Dr. Bruce Black, director of a mental health group practice in Wellesley and treasurer of the Massachusetts Psychiatric Society, said the consequences of privacy breaches can be dire.

He told of a divorced father who, after receiving an insurers’ notices revealing that his ex-wife was seeing a psychiatrist, persuaded authorities that she was unstable. Their child was put in foster care for months, according to Black.

Black had another patient, an adolescent girl, whose mother was in an abusive relationship and didn’t want the father to know their daughter was receiving mental-health treatment. She paid out of pocket and could afford fewer visits than the girl needed.

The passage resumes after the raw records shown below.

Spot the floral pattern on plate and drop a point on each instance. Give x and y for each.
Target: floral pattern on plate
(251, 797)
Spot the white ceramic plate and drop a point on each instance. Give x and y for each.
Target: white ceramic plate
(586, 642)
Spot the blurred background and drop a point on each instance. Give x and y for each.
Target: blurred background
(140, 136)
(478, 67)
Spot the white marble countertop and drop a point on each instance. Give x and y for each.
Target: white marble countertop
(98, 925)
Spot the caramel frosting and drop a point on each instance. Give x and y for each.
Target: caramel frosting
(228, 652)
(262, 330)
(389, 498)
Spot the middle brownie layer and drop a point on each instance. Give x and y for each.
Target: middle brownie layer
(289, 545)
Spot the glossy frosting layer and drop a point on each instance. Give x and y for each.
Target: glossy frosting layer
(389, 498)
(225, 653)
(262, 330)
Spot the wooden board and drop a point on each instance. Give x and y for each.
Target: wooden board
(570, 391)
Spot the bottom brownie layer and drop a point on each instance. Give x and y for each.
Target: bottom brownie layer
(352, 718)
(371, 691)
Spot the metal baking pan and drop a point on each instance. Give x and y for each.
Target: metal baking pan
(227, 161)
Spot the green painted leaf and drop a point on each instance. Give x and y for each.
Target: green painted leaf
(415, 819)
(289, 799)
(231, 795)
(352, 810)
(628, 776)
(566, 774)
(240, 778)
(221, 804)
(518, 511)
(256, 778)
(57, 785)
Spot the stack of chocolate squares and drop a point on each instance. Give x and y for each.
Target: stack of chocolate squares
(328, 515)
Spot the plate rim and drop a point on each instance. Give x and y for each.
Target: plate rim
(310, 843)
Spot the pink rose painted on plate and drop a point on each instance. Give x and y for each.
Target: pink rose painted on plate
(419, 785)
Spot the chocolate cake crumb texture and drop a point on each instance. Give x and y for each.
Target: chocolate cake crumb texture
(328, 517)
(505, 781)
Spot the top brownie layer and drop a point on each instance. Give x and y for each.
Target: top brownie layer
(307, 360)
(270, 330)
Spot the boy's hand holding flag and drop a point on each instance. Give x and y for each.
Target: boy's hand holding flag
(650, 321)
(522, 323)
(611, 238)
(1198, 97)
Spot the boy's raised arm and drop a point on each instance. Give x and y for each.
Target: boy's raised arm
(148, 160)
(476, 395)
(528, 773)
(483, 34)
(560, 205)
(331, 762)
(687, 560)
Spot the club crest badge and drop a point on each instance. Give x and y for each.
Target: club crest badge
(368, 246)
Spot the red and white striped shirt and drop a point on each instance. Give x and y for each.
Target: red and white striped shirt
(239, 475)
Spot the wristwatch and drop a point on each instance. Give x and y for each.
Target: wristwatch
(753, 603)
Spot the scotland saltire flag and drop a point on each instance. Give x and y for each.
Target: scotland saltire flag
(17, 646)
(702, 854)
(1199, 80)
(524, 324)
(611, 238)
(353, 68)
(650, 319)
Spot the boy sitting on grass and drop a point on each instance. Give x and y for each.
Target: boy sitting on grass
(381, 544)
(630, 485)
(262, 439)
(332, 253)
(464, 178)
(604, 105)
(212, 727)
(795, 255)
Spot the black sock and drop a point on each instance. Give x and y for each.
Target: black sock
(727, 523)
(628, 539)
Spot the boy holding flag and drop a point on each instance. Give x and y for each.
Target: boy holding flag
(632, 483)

Thankfully, there’s a simple legislative fix being contemplated by the Massachusetts legislature: An Act to protect confidential health care, filed by champions Sen. Karen Spilka and Rep. Kate Hogan. This bill, supported by the ACLU of Massachusetts in concert with a broad coalition, would establish mechanisms to ensure that when multiple people are on the same insurance plan confidential health care information is not shared with anyone other than the patient against the patient’s wishes.

California, Colorado, Maryland, and Oregon have passed similar measures. This isn’t rocket science.

The fact is, health insurance doesn’t work without confidentiality. It’s time for Massachusetts to make it work.
 
Gavi Wolfe is legislative counsel at the ACLU of Massachusetts.